Suka Duka Menjadi Mahasiswa Jurusan Antropologi

antropologi mojok.co

antropologi mojok.co

Izinkan saya berbagi cerita mengenai jurusan kuliah saya yaitu antropologi, ya walaupun baru PDKT selama dua semester. Saya mendapatkan kesan betapa sulitnya menjelaskan apa itu jurusan antropologi kepada orang awam dan juga sering tertukar antara Antropologi dengan Arkeologi, Antropologi dengan Astronomi.

‘Owalah Antropologi itu yang neliti benda-benda prasejarah itu, ya?’ atau ‘Owalah Antropologi itu belajar tentang perbintangan, ya?’.

Iya memang sih ada sekilas sub-bidang dari Arkeologi yaitu mata kuliah prasejarah, tentu itu hanya secuil saja pembahasannya, tidak mendetail karena berbeda lingkup kajian. Lha kalo Astronomi, kok malah bisa njladur ke perbintangan toh, ya. Mon maap Bapak/Ibu yang salah kaprah, kita ini belajar tentang manusia, bukan belajar bintang-bintangan. Make sense sekilas karena sama-sama awalan huruf A.
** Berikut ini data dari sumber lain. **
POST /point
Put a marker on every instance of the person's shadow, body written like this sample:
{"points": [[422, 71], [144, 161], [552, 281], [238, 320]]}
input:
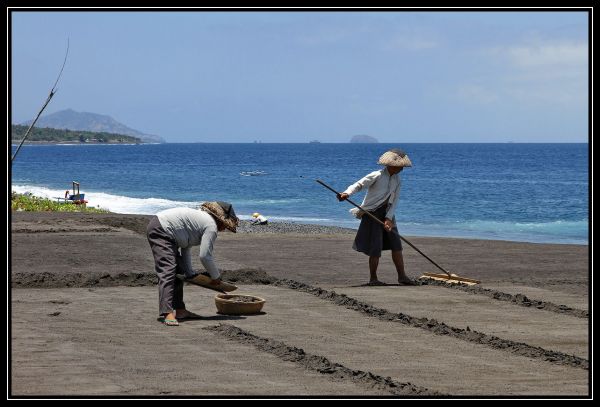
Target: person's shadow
{"points": [[218, 317]]}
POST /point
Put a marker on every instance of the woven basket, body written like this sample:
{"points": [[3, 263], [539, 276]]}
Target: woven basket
{"points": [[227, 305]]}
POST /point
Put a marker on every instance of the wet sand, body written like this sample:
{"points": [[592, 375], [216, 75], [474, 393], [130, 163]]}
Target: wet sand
{"points": [[84, 308]]}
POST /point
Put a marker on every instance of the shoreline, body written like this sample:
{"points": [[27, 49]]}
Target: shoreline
{"points": [[59, 244], [274, 227], [522, 331]]}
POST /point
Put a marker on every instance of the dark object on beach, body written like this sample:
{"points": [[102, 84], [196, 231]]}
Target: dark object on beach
{"points": [[238, 304], [450, 278]]}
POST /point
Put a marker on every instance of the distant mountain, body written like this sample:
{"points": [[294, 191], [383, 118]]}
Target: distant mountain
{"points": [[363, 139], [72, 120]]}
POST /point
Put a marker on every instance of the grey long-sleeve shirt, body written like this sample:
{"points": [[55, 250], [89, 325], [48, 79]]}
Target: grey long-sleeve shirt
{"points": [[192, 227], [381, 185]]}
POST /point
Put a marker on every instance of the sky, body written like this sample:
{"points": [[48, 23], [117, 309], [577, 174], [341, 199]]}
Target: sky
{"points": [[399, 76]]}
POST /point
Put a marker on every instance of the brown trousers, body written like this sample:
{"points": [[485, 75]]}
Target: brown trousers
{"points": [[166, 252]]}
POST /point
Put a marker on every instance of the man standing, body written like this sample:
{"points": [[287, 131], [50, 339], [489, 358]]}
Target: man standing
{"points": [[381, 200]]}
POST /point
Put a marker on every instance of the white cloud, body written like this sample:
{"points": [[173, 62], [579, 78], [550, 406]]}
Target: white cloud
{"points": [[476, 94], [548, 55], [412, 43]]}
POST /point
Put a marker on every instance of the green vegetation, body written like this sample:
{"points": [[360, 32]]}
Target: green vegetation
{"points": [[30, 203], [49, 135]]}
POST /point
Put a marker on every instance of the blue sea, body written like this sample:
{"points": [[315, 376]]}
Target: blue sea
{"points": [[512, 191]]}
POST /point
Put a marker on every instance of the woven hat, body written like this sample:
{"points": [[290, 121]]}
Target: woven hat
{"points": [[224, 212], [395, 158]]}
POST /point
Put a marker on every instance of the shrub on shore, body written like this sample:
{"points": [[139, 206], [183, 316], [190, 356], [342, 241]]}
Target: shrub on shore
{"points": [[30, 203]]}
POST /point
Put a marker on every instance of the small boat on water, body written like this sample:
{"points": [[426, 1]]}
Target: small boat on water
{"points": [[252, 173]]}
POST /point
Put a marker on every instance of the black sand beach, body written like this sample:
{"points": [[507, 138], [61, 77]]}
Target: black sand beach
{"points": [[84, 308]]}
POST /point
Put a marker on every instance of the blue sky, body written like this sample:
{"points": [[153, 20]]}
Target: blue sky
{"points": [[297, 76]]}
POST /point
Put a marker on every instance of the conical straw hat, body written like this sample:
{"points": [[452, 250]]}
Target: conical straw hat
{"points": [[224, 212], [395, 158]]}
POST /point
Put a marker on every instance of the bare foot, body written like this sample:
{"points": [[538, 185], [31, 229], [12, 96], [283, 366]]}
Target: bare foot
{"points": [[182, 315], [376, 283], [405, 281]]}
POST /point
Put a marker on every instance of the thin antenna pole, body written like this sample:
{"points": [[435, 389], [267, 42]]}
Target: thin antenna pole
{"points": [[52, 92]]}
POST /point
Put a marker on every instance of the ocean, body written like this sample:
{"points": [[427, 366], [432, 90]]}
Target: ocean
{"points": [[518, 192]]}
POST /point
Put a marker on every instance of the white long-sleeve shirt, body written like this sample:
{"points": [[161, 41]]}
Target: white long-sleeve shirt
{"points": [[381, 185], [192, 227]]}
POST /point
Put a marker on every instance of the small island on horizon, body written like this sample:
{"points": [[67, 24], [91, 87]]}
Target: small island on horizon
{"points": [[361, 138]]}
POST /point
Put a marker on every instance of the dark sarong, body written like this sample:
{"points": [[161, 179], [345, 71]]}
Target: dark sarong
{"points": [[372, 238]]}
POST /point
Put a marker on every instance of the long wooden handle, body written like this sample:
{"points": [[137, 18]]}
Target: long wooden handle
{"points": [[383, 224]]}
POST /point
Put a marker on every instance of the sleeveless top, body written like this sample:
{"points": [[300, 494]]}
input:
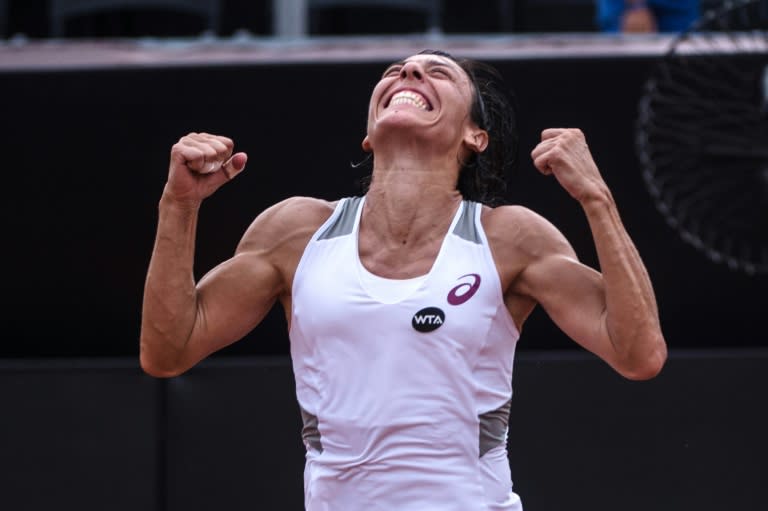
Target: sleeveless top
{"points": [[404, 386]]}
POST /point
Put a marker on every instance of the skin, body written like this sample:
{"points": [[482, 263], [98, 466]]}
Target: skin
{"points": [[408, 209]]}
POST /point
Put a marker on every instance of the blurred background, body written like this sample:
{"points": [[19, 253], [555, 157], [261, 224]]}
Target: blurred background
{"points": [[671, 95]]}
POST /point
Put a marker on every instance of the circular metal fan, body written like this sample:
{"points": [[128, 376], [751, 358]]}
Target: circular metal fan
{"points": [[702, 135]]}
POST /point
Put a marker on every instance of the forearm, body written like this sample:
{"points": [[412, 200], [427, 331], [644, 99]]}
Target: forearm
{"points": [[631, 314], [170, 296]]}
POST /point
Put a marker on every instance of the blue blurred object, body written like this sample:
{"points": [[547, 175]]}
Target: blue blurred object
{"points": [[671, 15]]}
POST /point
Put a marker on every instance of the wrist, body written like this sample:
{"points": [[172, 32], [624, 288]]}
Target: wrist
{"points": [[170, 202], [598, 199]]}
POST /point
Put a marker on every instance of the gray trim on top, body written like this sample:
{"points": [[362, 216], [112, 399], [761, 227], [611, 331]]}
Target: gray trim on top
{"points": [[344, 222], [493, 427], [465, 227], [310, 433]]}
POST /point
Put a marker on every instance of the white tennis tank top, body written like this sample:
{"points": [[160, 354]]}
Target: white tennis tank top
{"points": [[404, 386]]}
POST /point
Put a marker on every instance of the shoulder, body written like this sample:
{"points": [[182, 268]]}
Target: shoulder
{"points": [[524, 232], [287, 224]]}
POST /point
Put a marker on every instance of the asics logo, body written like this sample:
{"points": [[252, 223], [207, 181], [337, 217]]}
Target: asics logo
{"points": [[464, 291]]}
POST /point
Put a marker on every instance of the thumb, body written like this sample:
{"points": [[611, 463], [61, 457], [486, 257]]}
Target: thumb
{"points": [[234, 165]]}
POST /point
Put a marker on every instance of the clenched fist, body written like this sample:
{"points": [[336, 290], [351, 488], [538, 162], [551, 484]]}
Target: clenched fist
{"points": [[200, 164], [564, 153]]}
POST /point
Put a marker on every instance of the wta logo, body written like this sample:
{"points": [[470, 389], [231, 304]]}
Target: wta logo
{"points": [[427, 320], [464, 291]]}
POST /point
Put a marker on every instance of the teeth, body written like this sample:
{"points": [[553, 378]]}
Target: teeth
{"points": [[409, 98]]}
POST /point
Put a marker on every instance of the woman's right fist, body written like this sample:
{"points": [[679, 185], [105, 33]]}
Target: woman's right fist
{"points": [[200, 164]]}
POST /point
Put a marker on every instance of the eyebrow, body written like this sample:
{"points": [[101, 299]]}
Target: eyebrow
{"points": [[428, 63]]}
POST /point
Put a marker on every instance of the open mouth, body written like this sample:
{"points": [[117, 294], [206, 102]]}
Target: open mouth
{"points": [[409, 97]]}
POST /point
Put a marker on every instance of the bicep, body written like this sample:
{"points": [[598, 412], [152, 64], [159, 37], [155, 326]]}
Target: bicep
{"points": [[573, 296], [231, 300]]}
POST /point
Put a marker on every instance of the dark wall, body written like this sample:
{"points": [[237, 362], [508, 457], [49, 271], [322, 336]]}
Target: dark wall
{"points": [[31, 19], [86, 156], [99, 434]]}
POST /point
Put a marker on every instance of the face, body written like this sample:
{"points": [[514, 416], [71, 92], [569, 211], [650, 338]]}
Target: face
{"points": [[429, 93]]}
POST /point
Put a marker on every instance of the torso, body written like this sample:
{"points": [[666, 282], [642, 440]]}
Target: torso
{"points": [[356, 336]]}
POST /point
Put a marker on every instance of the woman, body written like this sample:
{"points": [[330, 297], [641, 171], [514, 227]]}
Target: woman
{"points": [[404, 305]]}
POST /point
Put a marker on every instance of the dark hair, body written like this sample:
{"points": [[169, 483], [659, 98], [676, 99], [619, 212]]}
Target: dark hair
{"points": [[483, 177]]}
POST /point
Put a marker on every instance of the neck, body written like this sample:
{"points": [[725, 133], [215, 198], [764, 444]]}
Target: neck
{"points": [[410, 203]]}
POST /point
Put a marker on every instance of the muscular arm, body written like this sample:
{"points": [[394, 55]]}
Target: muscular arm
{"points": [[183, 321], [613, 312]]}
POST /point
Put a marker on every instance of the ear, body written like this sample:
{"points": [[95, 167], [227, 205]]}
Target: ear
{"points": [[476, 139]]}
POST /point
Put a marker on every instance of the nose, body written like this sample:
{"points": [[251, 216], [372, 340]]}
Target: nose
{"points": [[411, 70]]}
Kalau persepsi orang awam saja sudah keliru sejak nama, lha gimana mau jelasin prospek jurusan, bisa-bisa dicap jurusan yang madesu.

Menjelaskan kekeliruan trio A itu tidak seberapa sulit, yang sulit itu waktu ditanya ‘Memangnya kuliah antropologi belajar apa aja?”.Nah itu baru saya setengah mampus buat jawabnya, entah memang benar-benar sulit atau saya yang suka bolos mata kuliah pengantar jadinya gagal paham.

Secara etimologis, Antropologi itu ya ilmu yang mempelajari tentang manusia. Nah loh mampus kan, karena semua ilmu sosial itu objeknya juga manusia. Kalau Psikologi ya jelas mempelajari psikologi manusia, kalau Sosiologi ya mempelajari interaksi sosial, nah kalau Antropologi mempelajari dari sisi mananya hayo? Ya semuanya, baik manusia sebagai mahluk sosial ataupun fisik manusia. Sampai ada guyonan kalau jurusan Antropologi itu nggak akan tutup selagi masih ada manusia, kalau manusia hilang di muka bumi baru jurusan Antropologi tutup.

Jadi akan lebih mudah buat saya untuk menjelaskan kalau Antropologi itu belajar tentang budaya. Walau pun itu seakan mempersempit kajian dari Antropologi tapi untuk menjawab pertanyaan dari awam secara singkat bisa menjadi pilihan.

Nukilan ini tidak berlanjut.